Avant d’acheter votre riz demandez-vous quel en sera l’usage. Si vous souhaitez en faire un dessert ou un risotto, préférez un riz rond ou ovale. Ce type de riz demande une cuisson longue, il aura donc tout le temps d’absorber les parfums de votre bouillon. Les valeurs sûres sont incontestablement les riz italiens. Ils sont réputés pour obtenir un riz non collant et vous permettra de réaliser un risotto bien crémeux avec des grains séparés. Les puristes choisiront un “carnaroli”, la Rolls des riz italiens. Seul inconvénient, son prix, comptez en moyenne 4,5 euros pour un sachet de 500 g.

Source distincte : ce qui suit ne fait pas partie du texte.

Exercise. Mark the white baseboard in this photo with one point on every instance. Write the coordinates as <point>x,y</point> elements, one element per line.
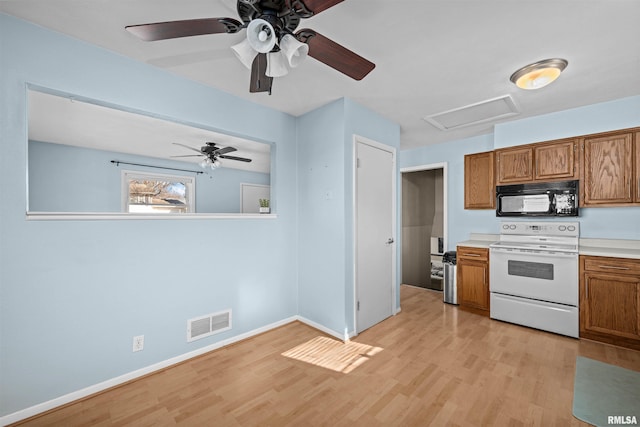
<point>341,336</point>
<point>96,388</point>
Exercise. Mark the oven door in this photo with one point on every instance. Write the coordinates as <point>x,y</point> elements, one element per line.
<point>541,275</point>
<point>522,204</point>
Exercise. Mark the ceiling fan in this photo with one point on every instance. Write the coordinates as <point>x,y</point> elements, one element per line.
<point>212,153</point>
<point>271,46</point>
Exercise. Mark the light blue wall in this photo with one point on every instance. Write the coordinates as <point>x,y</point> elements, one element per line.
<point>74,293</point>
<point>611,223</point>
<point>63,178</point>
<point>321,210</point>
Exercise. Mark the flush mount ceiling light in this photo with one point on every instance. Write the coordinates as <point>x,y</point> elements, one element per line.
<point>539,74</point>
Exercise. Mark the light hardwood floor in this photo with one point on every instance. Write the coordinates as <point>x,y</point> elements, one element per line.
<point>439,366</point>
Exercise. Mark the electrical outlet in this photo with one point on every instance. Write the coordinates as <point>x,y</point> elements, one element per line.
<point>138,343</point>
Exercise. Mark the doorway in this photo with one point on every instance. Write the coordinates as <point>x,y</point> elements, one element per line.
<point>424,227</point>
<point>375,224</point>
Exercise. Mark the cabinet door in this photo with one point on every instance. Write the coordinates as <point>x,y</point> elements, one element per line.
<point>607,170</point>
<point>479,183</point>
<point>611,305</point>
<point>473,284</point>
<point>514,165</point>
<point>555,161</point>
<point>636,168</point>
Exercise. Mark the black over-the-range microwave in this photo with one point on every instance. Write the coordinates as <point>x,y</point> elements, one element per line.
<point>538,199</point>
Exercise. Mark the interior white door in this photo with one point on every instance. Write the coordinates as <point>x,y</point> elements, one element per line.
<point>375,226</point>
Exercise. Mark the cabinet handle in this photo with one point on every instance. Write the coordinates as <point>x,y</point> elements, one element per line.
<point>613,267</point>
<point>586,289</point>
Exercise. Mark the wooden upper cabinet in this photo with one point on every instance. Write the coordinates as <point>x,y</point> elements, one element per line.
<point>544,161</point>
<point>607,169</point>
<point>556,160</point>
<point>479,183</point>
<point>514,165</point>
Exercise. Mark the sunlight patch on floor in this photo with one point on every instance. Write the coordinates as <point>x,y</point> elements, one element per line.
<point>333,354</point>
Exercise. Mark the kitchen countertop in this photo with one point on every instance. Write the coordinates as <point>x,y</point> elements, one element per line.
<point>592,247</point>
<point>610,248</point>
<point>477,240</point>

Pour la paëlla, optez pour un riz “bomba” originaire de Valence en Espagne et utilisé traditionnellement pour ce plat populaire. Tout comme le “carnaroli”, son grain reste ferme et détaché après la cuisson. Autre avantage non négligeable : sa résistante qui lui permet de supporter une sur-cuisson. Parfait pour ces plats familiaux qui sont souvent réchauffés par la suite. N’utilisez jamais un riz parfumé dans la préparation d’une paëlla, au risque de vous retrouver avec une galette de riz géante trop cuite et imbibée d’eau!

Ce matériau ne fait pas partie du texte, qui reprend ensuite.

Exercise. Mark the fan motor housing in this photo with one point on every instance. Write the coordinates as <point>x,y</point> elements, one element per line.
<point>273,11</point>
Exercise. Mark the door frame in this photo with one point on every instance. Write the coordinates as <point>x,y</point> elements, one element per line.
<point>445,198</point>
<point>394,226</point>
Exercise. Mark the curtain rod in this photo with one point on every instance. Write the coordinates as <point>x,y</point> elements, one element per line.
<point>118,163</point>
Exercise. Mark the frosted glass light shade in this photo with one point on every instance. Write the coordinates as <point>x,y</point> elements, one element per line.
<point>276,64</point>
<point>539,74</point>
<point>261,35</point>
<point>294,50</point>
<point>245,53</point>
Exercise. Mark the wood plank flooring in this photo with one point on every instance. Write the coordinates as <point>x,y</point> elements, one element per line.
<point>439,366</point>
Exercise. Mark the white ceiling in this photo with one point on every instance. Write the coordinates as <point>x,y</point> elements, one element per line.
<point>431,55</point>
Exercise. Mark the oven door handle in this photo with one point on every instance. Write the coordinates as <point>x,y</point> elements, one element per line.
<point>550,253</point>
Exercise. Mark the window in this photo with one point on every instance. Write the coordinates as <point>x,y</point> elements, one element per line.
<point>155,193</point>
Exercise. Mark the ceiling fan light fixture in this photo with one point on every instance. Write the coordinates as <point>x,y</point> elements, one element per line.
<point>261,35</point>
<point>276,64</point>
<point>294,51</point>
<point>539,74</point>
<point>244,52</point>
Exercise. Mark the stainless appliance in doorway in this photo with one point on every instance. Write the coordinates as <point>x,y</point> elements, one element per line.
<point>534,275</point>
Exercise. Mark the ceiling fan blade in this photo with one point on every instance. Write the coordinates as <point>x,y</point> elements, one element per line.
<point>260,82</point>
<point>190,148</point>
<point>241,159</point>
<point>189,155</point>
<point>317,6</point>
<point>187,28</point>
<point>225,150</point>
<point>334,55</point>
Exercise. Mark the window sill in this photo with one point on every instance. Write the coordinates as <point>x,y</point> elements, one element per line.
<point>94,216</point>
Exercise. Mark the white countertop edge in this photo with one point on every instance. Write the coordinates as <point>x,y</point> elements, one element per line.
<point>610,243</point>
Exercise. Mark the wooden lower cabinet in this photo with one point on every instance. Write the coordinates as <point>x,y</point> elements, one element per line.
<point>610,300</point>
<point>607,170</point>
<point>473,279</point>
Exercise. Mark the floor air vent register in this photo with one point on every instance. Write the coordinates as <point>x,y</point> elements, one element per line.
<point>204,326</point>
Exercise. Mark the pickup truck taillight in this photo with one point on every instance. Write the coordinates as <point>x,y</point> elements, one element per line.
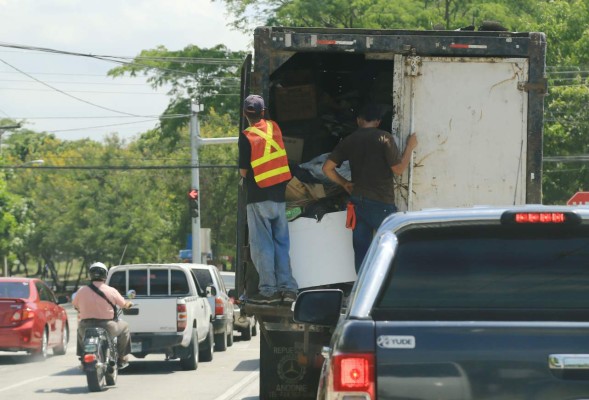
<point>181,318</point>
<point>219,307</point>
<point>352,376</point>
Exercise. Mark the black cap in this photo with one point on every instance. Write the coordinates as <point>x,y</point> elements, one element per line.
<point>253,104</point>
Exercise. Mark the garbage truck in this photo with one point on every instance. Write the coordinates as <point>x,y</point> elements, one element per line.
<point>473,97</point>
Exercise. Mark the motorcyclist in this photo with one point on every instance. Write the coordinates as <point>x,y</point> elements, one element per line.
<point>97,311</point>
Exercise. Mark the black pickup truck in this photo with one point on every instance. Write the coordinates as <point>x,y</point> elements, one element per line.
<point>479,303</point>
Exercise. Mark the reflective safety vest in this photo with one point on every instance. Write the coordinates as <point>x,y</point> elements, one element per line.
<point>268,160</point>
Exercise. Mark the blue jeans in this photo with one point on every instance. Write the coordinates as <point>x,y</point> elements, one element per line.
<point>369,216</point>
<point>269,246</point>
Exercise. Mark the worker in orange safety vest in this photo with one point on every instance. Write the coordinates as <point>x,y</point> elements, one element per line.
<point>263,166</point>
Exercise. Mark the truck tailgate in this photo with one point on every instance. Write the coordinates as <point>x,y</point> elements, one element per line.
<point>156,315</point>
<point>478,360</point>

Quant au gibier, il s’accordera parfaitement avec un riz brun, complet, ou riz sauvage. Son petit goût de noisette viendra adoucir le goût prononcé de la viande (voir la recette de brochette de cerf au tamarin).

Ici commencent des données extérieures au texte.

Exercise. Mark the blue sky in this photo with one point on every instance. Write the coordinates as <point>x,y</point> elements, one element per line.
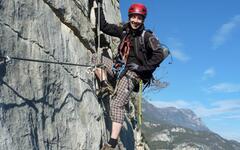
<point>204,38</point>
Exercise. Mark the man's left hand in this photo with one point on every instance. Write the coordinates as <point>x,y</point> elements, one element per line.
<point>133,66</point>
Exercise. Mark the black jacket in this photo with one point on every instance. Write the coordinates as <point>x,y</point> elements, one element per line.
<point>148,58</point>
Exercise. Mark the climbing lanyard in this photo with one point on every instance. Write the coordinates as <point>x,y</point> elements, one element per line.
<point>140,104</point>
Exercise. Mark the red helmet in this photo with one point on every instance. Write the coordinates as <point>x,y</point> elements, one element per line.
<point>137,9</point>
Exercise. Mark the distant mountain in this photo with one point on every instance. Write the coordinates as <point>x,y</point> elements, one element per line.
<point>171,115</point>
<point>180,129</point>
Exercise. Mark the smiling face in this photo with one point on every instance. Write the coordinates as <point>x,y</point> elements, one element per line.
<point>136,21</point>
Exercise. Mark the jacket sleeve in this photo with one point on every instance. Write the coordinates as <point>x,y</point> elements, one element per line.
<point>156,54</point>
<point>109,29</point>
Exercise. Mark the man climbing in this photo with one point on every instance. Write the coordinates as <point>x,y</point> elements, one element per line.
<point>139,54</point>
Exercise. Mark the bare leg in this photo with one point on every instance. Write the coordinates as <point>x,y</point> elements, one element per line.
<point>116,128</point>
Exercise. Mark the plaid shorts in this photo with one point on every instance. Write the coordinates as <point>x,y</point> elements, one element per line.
<point>124,88</point>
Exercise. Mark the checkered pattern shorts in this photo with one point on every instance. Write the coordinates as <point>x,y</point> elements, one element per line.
<point>124,88</point>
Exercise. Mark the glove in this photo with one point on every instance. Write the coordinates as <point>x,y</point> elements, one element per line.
<point>133,66</point>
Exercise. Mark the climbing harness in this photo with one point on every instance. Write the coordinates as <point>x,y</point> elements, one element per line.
<point>119,69</point>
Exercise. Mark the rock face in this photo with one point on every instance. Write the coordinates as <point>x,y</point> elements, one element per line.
<point>48,106</point>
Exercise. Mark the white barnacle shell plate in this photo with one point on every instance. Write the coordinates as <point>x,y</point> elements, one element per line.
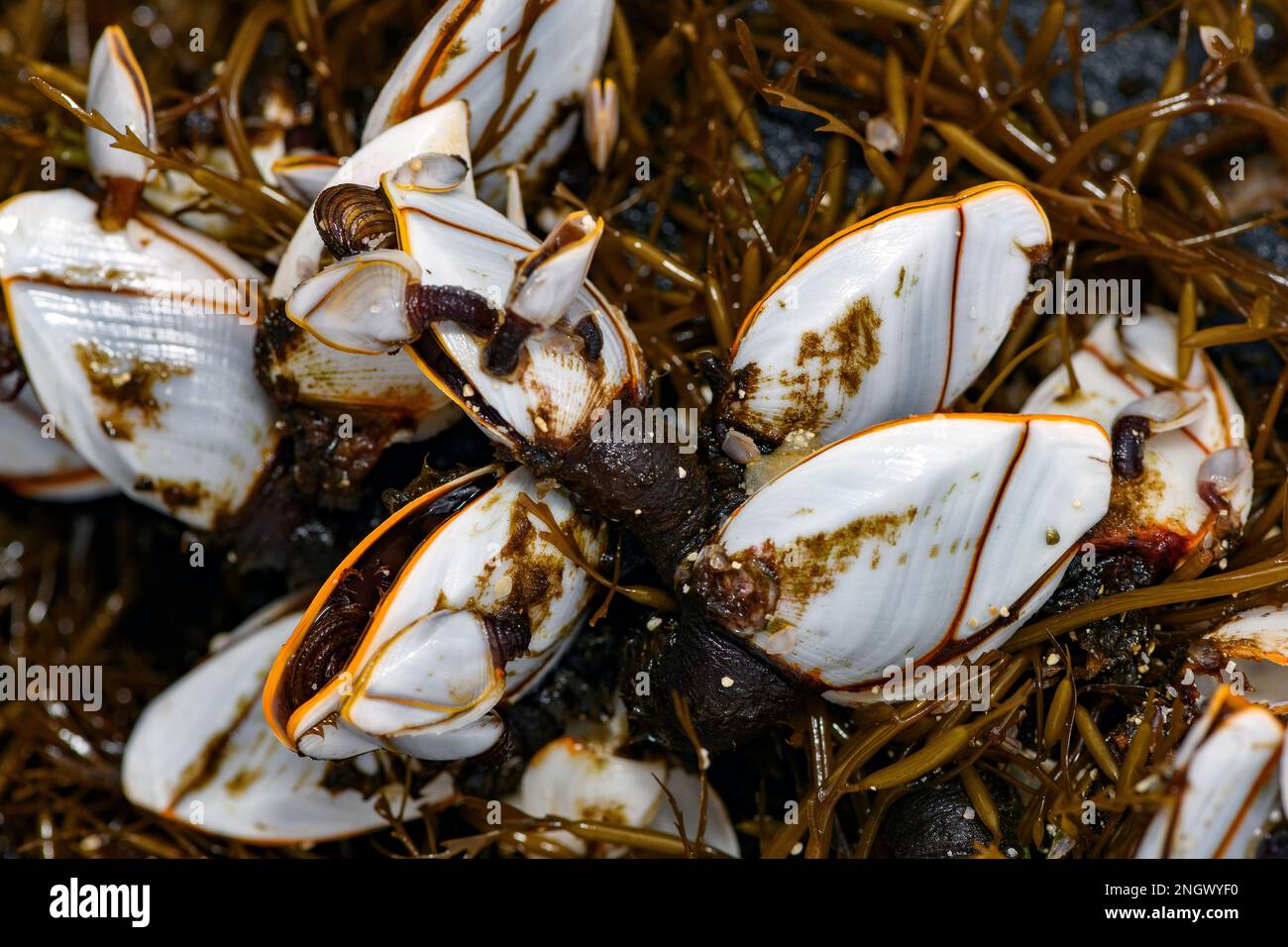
<point>467,51</point>
<point>39,467</point>
<point>1108,381</point>
<point>330,376</point>
<point>890,317</point>
<point>583,780</point>
<point>141,346</point>
<point>477,560</point>
<point>925,539</point>
<point>1225,785</point>
<point>201,754</point>
<point>119,90</point>
<point>441,131</point>
<point>553,398</point>
<point>1254,646</point>
<point>304,175</point>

Pour accompagner vos recettes africaines comme le “yassa poisson“ ou le mafé préférez plutôt un riz cassé deux fois. Il est plus facile à manier pour ceux qui veulent manger avec une cuillère ou les mains. Les plats créoles en sauce (caris et colombos) s’accommodent quant à eux avec les riz parfumés thaï ou basmati.

Á chaque riz sa cuisson :

Pour avoir un riz parfait, le mieux est d’investir dans un cuiseur à riz (le fameux rice cooker). Sinon avec une casserole anti-adhésive, comptez un volume de riz pour 3 volumes d’eau (de 80 à 100g de riz sec par personne).

Comment faire ? Tout d’abord, il est primordial de laver le riz (plus le riz sera rincé, moins il sera collant car il y aura moins d’amidon). Ensuite, mettez le riz dans une casserole, ajoutez l’eau, remuez pour séparer les grains de riz, puis couvrez. Attention, à ne remuer le riz qu’une seule fois avant la cuisson ! Etape suivante : portez l’eau à ébullition pendant 5 min. environ puis baissez le feu au minimum et laissez cuire encore 5 min. Eteignez le feu, enlevez le couvercle et laissez sécher à l’air libre (si vous aimez le riz bien sec comme moi !) sinon, vous pouvez laisser le couvercle et le riz continuera à cuire hors du feu. Le riz sera moelleux et moins ferme.
Ce mode de cuisson n’est valable que pour le riz blanc. Pour le riz complet, c’est le même procédé, mais le temps de cuisson est plus long, comptez 20 à 30 min. Pour le riz pilaf, faites d’abord frire le riz, une fois qu’il devient translucide, ajoutez l’eau, baissez le feu et laissez cuire une dizaine de minutes.